All told, at year-end 2021, 64% of the $7.7 trillion in 401(k) plan assets were invested in mutual funds, with 39% invested in equity mutual funds. Broken down further, 60% of 401(k) plan assets invested in mutual funds were invested in equity mutual funds at year-end 2021, including both active and index equity mutual funds. 

The ICI also reports that at year-end 2021, 95% of mutual fund assets in 401(k) plans were held in institutional and retail no-load share classes, while the remaining assets were held in load share classes, mostly in share classes that do not charge retirement plan participants a front-end load.

Hybrid and Bond Mutual Funds

Like equity mutual funds, the average expense ratios that 401(k) plan participants incurred for investing in hybrid and bond mutual funds also fell from 2000 to 2021—by 40% and 58%, respectively. 

For hybrid mutual funds, the average expense ratio edged down from 0.44% in 2020 to 0.43% in 2021. This was less than half the industrywide simple average (1.16%) and 25% less than the industrywide asset-weighted average of 0.57%. At year-end 2021, 28% of 401(k) mutual fund assets were invested in hybrid mutual funds. 

For bond mutual funds, the asset-weighted average expense ratio paid by 401(k) investors fell by 7 basis points, from 0.32% in 2020 to 0.25% in 2021. This was about a third of the industrywide simple average (0.84%) and 32% less than the industrywide asset-weighted average of 0.37%, the ICI notes. 

The average expense ratio paid by 401(k) investors in bond mutual funds is also lower than the industry average when disaggregated into investment grade, world bond, and other taxable mutual funds, the report further observes. 

As with investors in equity and hybrid mutual funds, 401(k) bond mutual fund investors have concentrated their assets in lower-cost bond mutual funds. At year-end 2021, 10% of 401(k) mutual fund assets were invested in bond mutual funds, including both active and index investment styles. 

Money Market Funds 

Here, the ICI found that only 2% of 401(k) mutual fund assets were invested in money market funds at year-end 2021. 401(k) participants holding money market funds had an asset-weighted average expense ratio of 0.12% in 2021—a decline of 14 basis points from 0.26% in 2020. Industrywide, the average expense ratio investors incurred on money market funds fell by 9 basis points between 2020 and 2021.

Lower-Cost Funds

The ICI explains that it uses asset-weighted averages to measure the expense ratios that investors actually incur for investing in mutual funds. The report notes that the simple average expense ratio, which measures the average expense ratio of all funds offered for sale, can overstate what investors actually paid because it fails to reflect that investors tend to concentrate their holdings in lower-cost funds. 

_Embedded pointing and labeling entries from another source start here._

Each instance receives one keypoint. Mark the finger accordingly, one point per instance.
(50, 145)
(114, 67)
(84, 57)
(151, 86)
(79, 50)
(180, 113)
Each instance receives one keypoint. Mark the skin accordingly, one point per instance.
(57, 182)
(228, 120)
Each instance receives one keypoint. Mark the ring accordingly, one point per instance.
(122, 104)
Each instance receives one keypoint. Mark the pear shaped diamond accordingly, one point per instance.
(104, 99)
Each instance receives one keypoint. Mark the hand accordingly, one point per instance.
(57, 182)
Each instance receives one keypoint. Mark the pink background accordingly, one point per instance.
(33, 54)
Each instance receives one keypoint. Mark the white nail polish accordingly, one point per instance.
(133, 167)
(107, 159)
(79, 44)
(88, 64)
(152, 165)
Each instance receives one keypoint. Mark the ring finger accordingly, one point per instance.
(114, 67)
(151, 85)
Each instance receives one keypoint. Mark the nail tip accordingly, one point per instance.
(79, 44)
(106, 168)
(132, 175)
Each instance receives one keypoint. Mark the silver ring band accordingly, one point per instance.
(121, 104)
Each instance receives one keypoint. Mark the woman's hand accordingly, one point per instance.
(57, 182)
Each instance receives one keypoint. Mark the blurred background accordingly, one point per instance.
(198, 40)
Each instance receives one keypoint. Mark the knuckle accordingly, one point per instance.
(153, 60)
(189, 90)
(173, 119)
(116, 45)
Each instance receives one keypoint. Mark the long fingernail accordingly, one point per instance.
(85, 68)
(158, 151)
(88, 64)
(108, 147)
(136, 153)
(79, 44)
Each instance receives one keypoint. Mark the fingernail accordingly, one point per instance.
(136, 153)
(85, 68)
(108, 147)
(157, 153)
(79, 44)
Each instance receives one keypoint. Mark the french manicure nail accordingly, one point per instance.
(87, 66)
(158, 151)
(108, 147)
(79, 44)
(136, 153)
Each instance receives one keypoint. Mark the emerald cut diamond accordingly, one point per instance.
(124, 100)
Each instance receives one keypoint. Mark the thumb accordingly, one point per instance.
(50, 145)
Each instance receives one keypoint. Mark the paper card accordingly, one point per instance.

As for what contributes to these low expense ratios incurred by 401(k) plan participants, the report explains that it comes down to several factors, including: 

  • competition among mutual funds and other investment products to offer shareholders service and performance; 
  • plan sponsor decisions to cover a portion of 401(k) plan costs, which allow them to select lower-cost funds or fund share classes; 
  • economies of scale, which large investors such as 401(k) plans can achieve; 
  • cost- and performance-conscious decisionmaking by plan sponsors and plan participants; and 
  • the limited role of professional financial advisers in these plans.